Das sind die Punkte, um die es vordergründig geht. Im Hintergrund der aktuellen Auseinandersetzungen läuft aber schon seit Längerem ein Streit zwischen Parteichefin Alice Weidel und dem Bundestagsabgeordneten Dirk Spaniel aus dem Wahlkreis Stuttgart. Während die beiden Landeschefs, Sänze und Frohnmaier, zum Weidel-Lager gerechnet werden, gilt Spaniel als Unterstützer der sieben Ehrenamtlichen aus dem alten Landesvorstand. Gegenüber dem Online-Portal The Pioneer, das am Mittwoch zuerst über die Anfechtungsklage berichtet hatte, bestritt Spaniel direkt an der Klage beteiligt zu sein.

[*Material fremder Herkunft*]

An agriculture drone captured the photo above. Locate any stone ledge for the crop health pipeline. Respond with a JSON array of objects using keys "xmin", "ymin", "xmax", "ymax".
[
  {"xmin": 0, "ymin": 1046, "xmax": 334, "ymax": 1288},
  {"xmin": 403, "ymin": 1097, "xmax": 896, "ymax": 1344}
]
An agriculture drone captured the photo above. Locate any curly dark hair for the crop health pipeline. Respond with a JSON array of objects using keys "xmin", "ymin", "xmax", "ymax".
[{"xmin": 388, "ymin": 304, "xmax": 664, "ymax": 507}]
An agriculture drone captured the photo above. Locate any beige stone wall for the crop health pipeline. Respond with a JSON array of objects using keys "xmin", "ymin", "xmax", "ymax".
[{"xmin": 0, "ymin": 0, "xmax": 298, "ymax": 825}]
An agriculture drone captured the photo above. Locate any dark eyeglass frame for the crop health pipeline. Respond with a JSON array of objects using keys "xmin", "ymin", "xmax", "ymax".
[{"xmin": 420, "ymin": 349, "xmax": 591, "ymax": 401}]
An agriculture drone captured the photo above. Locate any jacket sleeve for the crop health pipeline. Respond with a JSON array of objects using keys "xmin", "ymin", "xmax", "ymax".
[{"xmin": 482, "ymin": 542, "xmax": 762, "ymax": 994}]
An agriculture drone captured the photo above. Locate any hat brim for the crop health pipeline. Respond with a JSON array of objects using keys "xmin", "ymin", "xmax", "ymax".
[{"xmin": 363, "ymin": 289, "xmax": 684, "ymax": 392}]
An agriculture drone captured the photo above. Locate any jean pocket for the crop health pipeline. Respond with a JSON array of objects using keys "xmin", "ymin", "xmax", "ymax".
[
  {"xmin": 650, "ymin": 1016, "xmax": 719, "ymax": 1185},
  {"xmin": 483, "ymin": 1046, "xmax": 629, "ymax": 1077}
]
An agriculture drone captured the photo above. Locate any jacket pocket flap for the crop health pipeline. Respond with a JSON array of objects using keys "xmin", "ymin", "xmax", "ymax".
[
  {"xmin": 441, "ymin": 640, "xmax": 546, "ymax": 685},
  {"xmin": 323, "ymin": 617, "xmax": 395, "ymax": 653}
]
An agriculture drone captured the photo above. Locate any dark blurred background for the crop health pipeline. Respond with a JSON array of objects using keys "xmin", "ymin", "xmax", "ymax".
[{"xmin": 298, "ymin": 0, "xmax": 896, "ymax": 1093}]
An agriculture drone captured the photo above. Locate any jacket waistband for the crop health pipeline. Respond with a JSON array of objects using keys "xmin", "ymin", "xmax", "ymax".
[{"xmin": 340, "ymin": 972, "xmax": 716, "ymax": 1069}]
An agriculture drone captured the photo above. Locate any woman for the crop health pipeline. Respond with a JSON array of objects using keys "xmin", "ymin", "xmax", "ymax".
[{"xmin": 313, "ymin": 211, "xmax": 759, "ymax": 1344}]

Doris von Sayn-Wittgenstein gehört wohl zu den Klägern

Gleichwohl ist er aber Gegenstand des Mitgliederschreibens. Spaniel habe schon während des Parteitages "damit begonnen, nach potenziellen Mitgliedern zu suchen, die angeblich abgewiesen wurden", heißt es im Mitgliederbrief. Angefügt ist der Screenshot einer Chatnachricht, die Spaniel mutmaßlich am zweiten Tag des Parteitages verschickt haben soll und in der steht: "Ich bitte darum, dass sich alle bei mir melden, die gestern abgewiesen wurden oder gegangen sind, weil sie lange draußen in der Kälte warten mussten." Jörg Feuerbacher, einer der drei Antragssteller, sei "übrigens der Vorstandskollege von Herrn Dr. Spaniel in Stuttgart", schreibt der Landesvorstand.

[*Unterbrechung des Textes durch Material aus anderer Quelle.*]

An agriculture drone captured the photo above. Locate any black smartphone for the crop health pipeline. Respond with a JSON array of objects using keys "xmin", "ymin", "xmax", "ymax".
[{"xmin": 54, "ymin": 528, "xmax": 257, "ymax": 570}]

Interessant ist auch, wer neben Feuerbacher zu den Antragsstellern gehört - eine Frau nämlich, die innerhalb der AfD und der rechten Szene bekannt ist: Doris von Sayn-Wittgenstein. Die 69-Jährige war früher Landeschefin in Schleswig-Holstein und wäre 2017 als nahezu unbekannte Kandidatin beinahe Bundesvorsitzende geworden. Wegen rechtsextremer Kontakte wurde sie 2019 aber aus der AfD ausgeschlossen, die Parteiführung warf ihr parteischädigendes Verhalten vor. Sayn-Wittgenstein klagte und hatte Erfolg. Ende Februar wurde bekannt, dass der AfD-Bundesvorstand seine Berufung gegen das Urteil des Landgerichts Berlin zurückgezogen hat - Sayn-Wittgenstein ist damit weiter Parteimitglied, laut Angaben eines Parteisprechers gegenüber der Deutschen Presse-Agentur sei sie inzwischen aber im Kreisverband Rhein-Neckar organisiert.

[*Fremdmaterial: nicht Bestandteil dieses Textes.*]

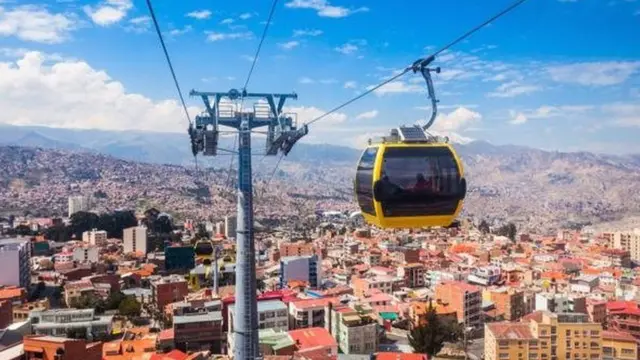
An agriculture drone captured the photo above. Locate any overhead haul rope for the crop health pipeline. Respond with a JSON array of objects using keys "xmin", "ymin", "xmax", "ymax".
[
  {"xmin": 225, "ymin": 0, "xmax": 278, "ymax": 195},
  {"xmin": 306, "ymin": 0, "xmax": 527, "ymax": 125},
  {"xmin": 258, "ymin": 0, "xmax": 527, "ymax": 191},
  {"xmin": 147, "ymin": 0, "xmax": 199, "ymax": 176}
]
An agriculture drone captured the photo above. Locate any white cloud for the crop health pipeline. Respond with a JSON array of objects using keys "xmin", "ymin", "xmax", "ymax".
[
  {"xmin": 83, "ymin": 0, "xmax": 133, "ymax": 26},
  {"xmin": 487, "ymin": 81, "xmax": 542, "ymax": 97},
  {"xmin": 367, "ymin": 80, "xmax": 424, "ymax": 96},
  {"xmin": 0, "ymin": 5, "xmax": 76, "ymax": 44},
  {"xmin": 285, "ymin": 106, "xmax": 347, "ymax": 128},
  {"xmin": 186, "ymin": 10, "xmax": 211, "ymax": 20},
  {"xmin": 293, "ymin": 30, "xmax": 322, "ymax": 36},
  {"xmin": 335, "ymin": 43, "xmax": 358, "ymax": 55},
  {"xmin": 125, "ymin": 16, "xmax": 151, "ymax": 33},
  {"xmin": 509, "ymin": 113, "xmax": 529, "ymax": 125},
  {"xmin": 206, "ymin": 31, "xmax": 253, "ymax": 42},
  {"xmin": 547, "ymin": 61, "xmax": 640, "ymax": 86},
  {"xmin": 356, "ymin": 110, "xmax": 378, "ymax": 120},
  {"xmin": 601, "ymin": 102, "xmax": 640, "ymax": 127},
  {"xmin": 278, "ymin": 40, "xmax": 300, "ymax": 50},
  {"xmin": 0, "ymin": 52, "xmax": 198, "ymax": 132},
  {"xmin": 430, "ymin": 107, "xmax": 482, "ymax": 133},
  {"xmin": 169, "ymin": 25, "xmax": 193, "ymax": 36},
  {"xmin": 509, "ymin": 105, "xmax": 596, "ymax": 125},
  {"xmin": 344, "ymin": 81, "xmax": 358, "ymax": 89},
  {"xmin": 285, "ymin": 0, "xmax": 369, "ymax": 18}
]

Bleibt die Frage, wie es weitergeht. Sollte das Schiedsgericht der Argumentation der Antragssteller folgen, könnte es verfügen, "dass die Vorstandswahl wiederholt wird", sagt Sophie Schönberger, Inhaberin des Lehrstuhls für Öffentliches Recht an der Heinrich-Heine Universität Düsseldorf. Bis zur Wahl eines neuen Landesvorstands wäre dann der alte geschäftsführend im Amt. Also alles wieder auf Anfang. Wann die Sache geklärt wird, ist unklar. Solange dürfte jedoch weiter gelten, was für die AfD im Südwesten bislang schon galt: Sie beschäftigt sich hauptsächlich mit sich selbst.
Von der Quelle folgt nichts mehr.